During his presidential campaign, he hardly ever mentioned the ambition to make Iran a nuclear power or "annihilate" Israel.
His main slogans were about bringing "the oil wealth to every family's dinner table", fighting corruption and reducing rising inflation and chronic unemployment.
This was essentially his appeal to Iran's poor, the constituency that elected him.
But after two years in power and record revenues from oil, the economy is in deeper crisis and the poor are bearing the brunt of Mr Ahmadinejad's economic policies.
'Barracks regime'
These failures and the danger of popular revolt have caused serious concern among conservative clerics.
He has recently been facing hostile crowds in universities, and industrial action by teachers, bus drivers and factory workers has been on the rise.
Mr Ahmadinejad's style of government has also created many enemies.
His massive purging of the Iranian bureaucracy, installing a close-knit group of allies in key positions, labelling political rivals as traitors and spies, and his revolutionary rhetoric have caused alarm among the clerical establishment and many now see him as a liability.

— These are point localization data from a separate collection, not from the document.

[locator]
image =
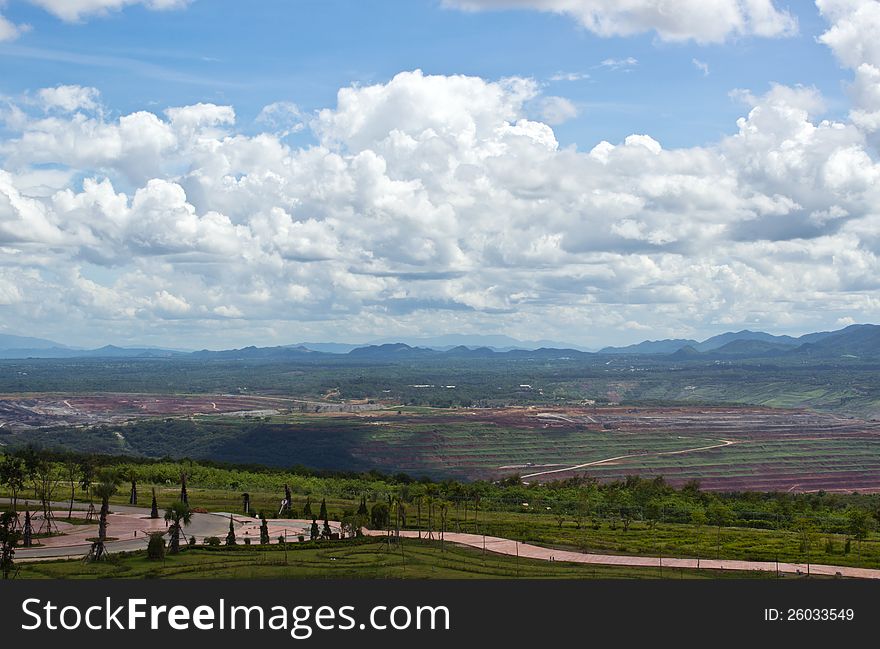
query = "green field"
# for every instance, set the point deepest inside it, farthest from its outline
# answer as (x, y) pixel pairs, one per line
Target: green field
(369, 559)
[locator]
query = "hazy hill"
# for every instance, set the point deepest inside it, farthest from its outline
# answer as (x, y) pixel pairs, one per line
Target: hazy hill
(668, 346)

His government has been labelled as a "barracks regime" by his reformist rivals because a majority of his senior officials come from the ranks of the Revolutionary Guard.
Many believe Mr Ahmadinejad is even using the nuclear issue to bolster his personal power
Re-election implications
There is no doubt that without Ayatollah Khamenei's direct support, Mr Ahmadinejad would probably not have been elected as president.